You can purchase the pass at train stations, libraries, museums, and all all 7-Eleven stores. It costs under 16 USD per person and in addition to giving you access to all venues, you also can use it to take public transit on the night of the festival.
Every year on December 13th is St. Lucia’s Day Parade, a widely popular festival across the Scandinavian countries. Legend has it that Saint Lucia used to carry candles on her head as her hands were occupied feeding the poor during Lent, which started on December 13th.
During this day, throughout the Scandinavian countries, you will see parades of young girls dressed in white, carrying candles on their head while singing the Saint Lucia song.
However, in Copenhagen you will also see kayaks decorated with lights and Santa hats making their way across the canals. Some of the kayakers will also be singing carols. The kayaks start at Kajakhotellet around 5 pm and make their way to Nyhavn, Christianshavn, and Højbro Plads.
I’m not sure if this classifies as weird, but the changing of the guard is one of my favorite Copenhagen traditions. Every day from the military barrack next to Rosenborg Castle, at exactly 11:30 am you will see a parade of marching guards starting off their journey towards Amalienborg Palace. When the queen is in residence between September to April, the music band is also part of the parade. They slowly make their way across the Old Town before arriving at the Palace at 12:00 for the changing of the guard ceremony.
For a full experience I recommend you follow the parade from Rosenborg Castle all the way to Amalienborg Palace.
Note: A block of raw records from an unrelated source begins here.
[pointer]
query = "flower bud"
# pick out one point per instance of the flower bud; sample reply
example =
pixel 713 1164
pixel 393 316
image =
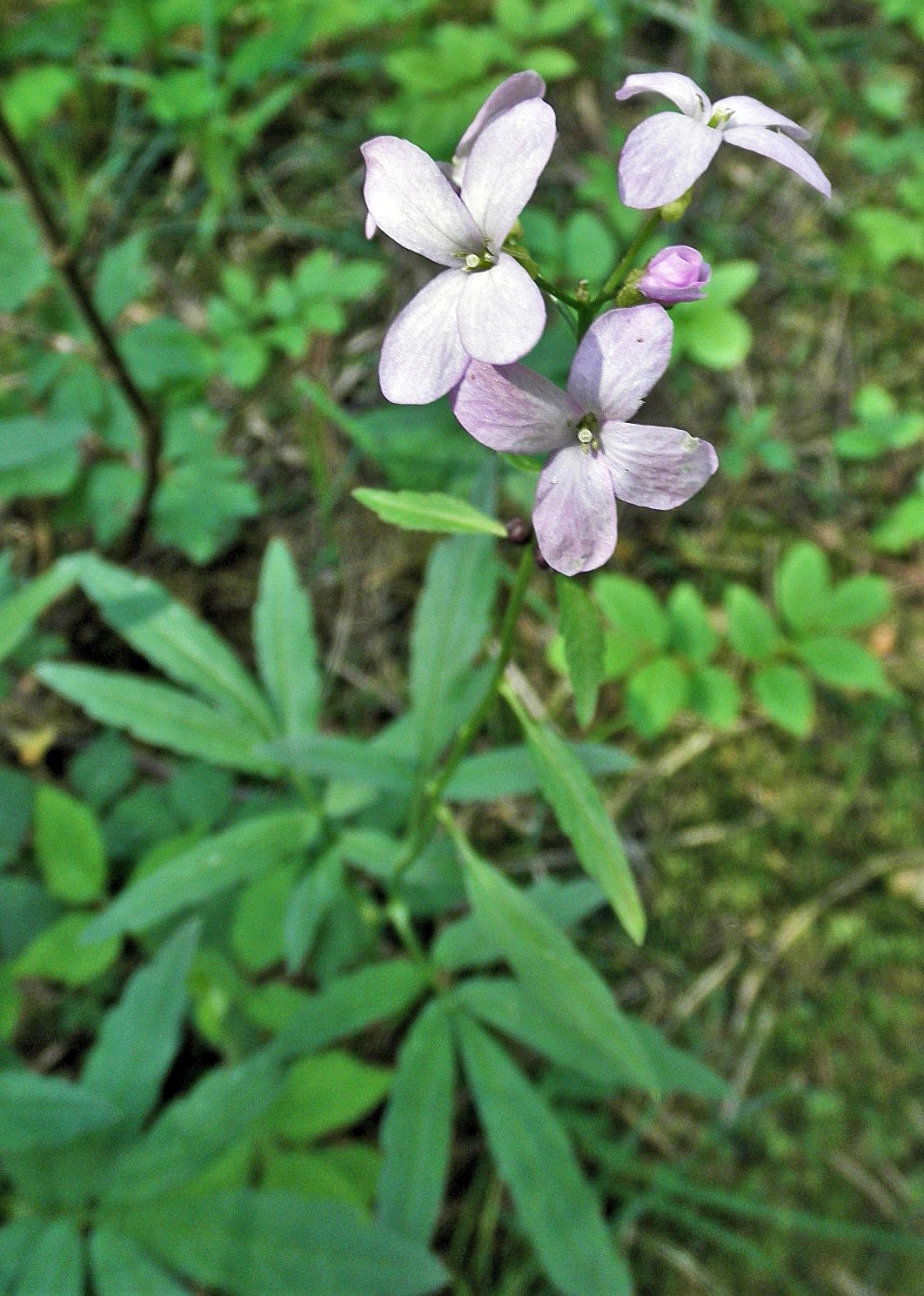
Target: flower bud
pixel 674 275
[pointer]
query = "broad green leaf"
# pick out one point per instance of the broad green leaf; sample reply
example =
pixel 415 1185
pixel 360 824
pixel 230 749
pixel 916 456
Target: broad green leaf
pixel 787 696
pixel 17 1242
pixel 158 715
pixel 563 984
pixel 271 1243
pixel 122 1269
pixel 802 586
pixel 556 1205
pixel 857 601
pixel 328 755
pixel 633 609
pixel 450 625
pixel 284 639
pixel 325 1091
pixel 508 771
pixel 309 905
pixel 691 633
pixel 901 527
pixel 177 641
pixel 715 696
pixel 752 628
pixel 418 1128
pixel 418 511
pixel 582 633
pixel 213 866
pixel 58 954
pixel 349 1004
pixel 193 1131
pixel 28 440
pixel 45 1111
pixel 654 694
pixel 69 847
pixel 582 816
pixel 55 1266
pixel 842 664
pixel 139 1037
pixel 18 614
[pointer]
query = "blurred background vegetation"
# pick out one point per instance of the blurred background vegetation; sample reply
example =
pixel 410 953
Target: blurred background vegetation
pixel 198 158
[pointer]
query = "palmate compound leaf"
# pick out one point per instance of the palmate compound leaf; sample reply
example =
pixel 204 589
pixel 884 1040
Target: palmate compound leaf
pixel 205 870
pixel 140 1036
pixel 284 639
pixel 555 1203
pixel 582 816
pixel 253 1243
pixel 177 641
pixel 563 984
pixel 418 1128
It will take almost one hour, but it’s worth it, especially if your home country is not a kingdom. If you don’t have the time for the full parade, just go straight to Amalienborg Palace right before noon for the ceremony only.
If you are unmarried in Denmark by the time you turn 25, it is customary for your friends to pelt you in cinnamon. And no, they don’t just throw a little bit of cinnamon at you. They soak you in water and then completely cover you in this spicy dust from head to toe. And if your friends are feeling a bit mean, they may also throw some eggs to make the cinnamon stick better.
Nowadays this tradition is a fun, playful way to celebrate a big milestone.
These have been the most popular weird (and not so weird) Copenhagen traditions. Have you seen anything weird on your trip(s) to Copenhagen?